La toute première bibliothèque de cette municipalité de la Rive Sud, en bordure du fleuve, a été fondée en 1900 ⎼ suivant le modèle des bibliothèques paroissiales. C’est en 1982 que sera inaugurée l’institution qui porte encore aujourd’hui le nom de « bibliothèque Jacques-Lemoyne-de-Sainte-Marie » en mémoire de ce seigneur dont les activités remontent au début de l’installation coloniale.
La présence physique de la nouvelle bibliothèque est bien affirmée dans le paysage urbain. Son esthétique intrigue juste assez pour figurer comme l’emblème d’un projet audacieux et innovant ⎼ en tout cas en matière de construction de bâtiments publics. Sa forme simple reprend le vocabulaire de l’idéotype de la maison, quelque part entre la résidence de banlieue avec une attitude et la maison longue.

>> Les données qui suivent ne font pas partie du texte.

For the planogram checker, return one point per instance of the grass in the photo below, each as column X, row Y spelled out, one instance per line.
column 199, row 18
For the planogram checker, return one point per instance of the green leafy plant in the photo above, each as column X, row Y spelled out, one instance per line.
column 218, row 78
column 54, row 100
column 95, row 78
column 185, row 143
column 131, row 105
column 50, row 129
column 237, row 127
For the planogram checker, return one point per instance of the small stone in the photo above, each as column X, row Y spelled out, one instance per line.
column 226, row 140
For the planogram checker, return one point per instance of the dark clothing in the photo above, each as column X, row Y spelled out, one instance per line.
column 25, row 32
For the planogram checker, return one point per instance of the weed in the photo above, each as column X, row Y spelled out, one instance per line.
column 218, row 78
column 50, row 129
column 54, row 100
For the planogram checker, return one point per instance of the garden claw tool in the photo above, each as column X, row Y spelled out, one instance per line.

La superficie de 2000 m2 abrite exclusivement la fonction de bibliothèque qui dessert plus de 21 000 habitant.e.s. L’édifice est avantageusement situé dans un secteur de services de la municipalité et sur un axe routier achalandé. Implantée dans un parc, le « Pré vert », longée par un réseau de pistes cyclables, la bibliothèque côtoie la piscine publique ainsi que des aires variées de loisir ; le CLSC lui fait face. Bordée d’un stationnement, l’entrée est facilement repérable en creux du volume. Celle-ci fait aussi partie d’un tracé et d’un pourtour bétonné qui forme un chemin invitant à la déambulation jusqu’à un contrebas avec des effets de place public qui joue la transition entre la bibliothèque et la ville. L’aménagement paysager, une réalisation de VLAN architecture, est un écrin pour cette bibliothèque.

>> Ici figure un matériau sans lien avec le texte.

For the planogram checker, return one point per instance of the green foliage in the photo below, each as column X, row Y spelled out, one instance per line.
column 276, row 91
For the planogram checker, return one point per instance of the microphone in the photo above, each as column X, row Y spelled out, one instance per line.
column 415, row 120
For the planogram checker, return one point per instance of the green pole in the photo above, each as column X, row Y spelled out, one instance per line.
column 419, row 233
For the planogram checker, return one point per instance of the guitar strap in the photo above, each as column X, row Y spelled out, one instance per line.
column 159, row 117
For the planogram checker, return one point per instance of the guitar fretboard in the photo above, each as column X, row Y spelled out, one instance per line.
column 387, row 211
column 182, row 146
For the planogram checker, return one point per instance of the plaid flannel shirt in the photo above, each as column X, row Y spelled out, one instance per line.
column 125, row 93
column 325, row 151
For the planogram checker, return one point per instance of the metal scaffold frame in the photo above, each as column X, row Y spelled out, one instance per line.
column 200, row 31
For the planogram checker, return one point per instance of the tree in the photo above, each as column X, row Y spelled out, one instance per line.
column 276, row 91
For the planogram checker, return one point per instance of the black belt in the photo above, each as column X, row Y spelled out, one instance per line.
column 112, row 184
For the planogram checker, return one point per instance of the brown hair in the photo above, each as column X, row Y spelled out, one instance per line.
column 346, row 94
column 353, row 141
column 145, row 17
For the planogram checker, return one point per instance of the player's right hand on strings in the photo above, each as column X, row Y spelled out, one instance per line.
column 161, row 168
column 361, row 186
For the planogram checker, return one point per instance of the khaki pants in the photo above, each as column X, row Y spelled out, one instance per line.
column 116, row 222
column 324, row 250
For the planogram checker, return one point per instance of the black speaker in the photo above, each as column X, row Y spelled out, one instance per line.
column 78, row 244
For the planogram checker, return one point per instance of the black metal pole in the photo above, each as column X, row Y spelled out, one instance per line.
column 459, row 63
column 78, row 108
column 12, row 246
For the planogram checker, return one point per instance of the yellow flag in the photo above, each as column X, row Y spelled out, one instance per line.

Le bâtiment de deux étages est de forme allongée et de profondeur réduite pour favoriser une ventilation naturelle et bénéficier de l’ensoleillement. Plus précisément, le volume principal, en bois, est orienté de manière à permettre un maximum d’exposition des surfaces au sud au moyen des toitures qui sont recouvertes de 700 m2 de lanterneaux et de panneaux photovoltaïques produisant 120 000 kWh/année. Cet appareil forme une voilure en surplomb qui est l’élément signal du projet. La fenestration est généreuse, la transparence ne permet pas la lisibilité des activités qui se déroulent entre les murs, mais les espaces sont abondamment baignés de lumière naturelle. Cette luminosité est accrue à l’intérieure par le choix de couleurs et des finis clairs.

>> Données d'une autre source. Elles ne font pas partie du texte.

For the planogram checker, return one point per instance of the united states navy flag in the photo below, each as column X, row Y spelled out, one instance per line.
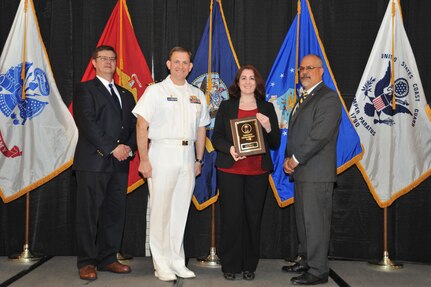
column 282, row 84
column 37, row 133
column 213, row 77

L’architecture et les différents systèmes efficaces mis en place, incluant la géothermie, font de ce projet un champion de l’efficacité énergétique. Cette prouesse, qui comprend une certification LEED, aura permis d’attribuer à cet équipement le label de « bibliothèque du futur » dans l’ouvrage Demain, le Québec : des initiatives inspirantes pour un monde vert et plus juste ⎼ inspiré en amont du documentaire bien connu Demain de Cyril Dion et Mélanie Laurent ⎼ et qui lui consacre un chapitre dans la section Bâtir avec la nature (extrait) :
Pour réduire le gaspillage au maximum, pas question d’avoir des distributrices de boissons gazeuses. Celles-ci consommeraient autant que 50 ordinateurs sur une année ! Pas question non plus d’installer une buvette réfrigérée. « Notre bibliothèque permet que les usagers apportent leur café pourvu que les contenants aient un couvercle. On préfère un livre taché de jus d’orange plutôt qu’un livre qui n’est jamais ouvert », exprime une employée. Et le personnel n’a aucun ressentiment à s’adapter au bâtiment. « Ça ne me dérange pas du tout de garder ma veste quand c’est plus frais au début de la journée avant l’arrivée des autres usagers qui contribueront eux aussi à chauffer le bâtiment. Je suis devenue plus sensible à l’environnement et à l’importance de l’économie d’énergie. » Elle n’est pas la seule. Les enfants qui y viennent apprennent à être moins énergivores. Et ils amènent leurs parents, puis leurs grands-parents. « Ce sont nos meilleurs ambassadeurs. Le regard des jeunes m’éblouit, il m’émerveille. Ils ressortent d’ici la tête pleine d’idées et sont porteurs de rêves. » De leurs propres aveux, les employés s’enorgueillissent de travailler dans un lieu qui fait rayonner toute leur communauté. Après tout, la bibliothèque est le lieu public le plus fréquenté de Varennes ! Au-delà du pouvoir de faire rêver des livres, une bibliothèque peut aussi être un véritable moteur de transformation communautaire.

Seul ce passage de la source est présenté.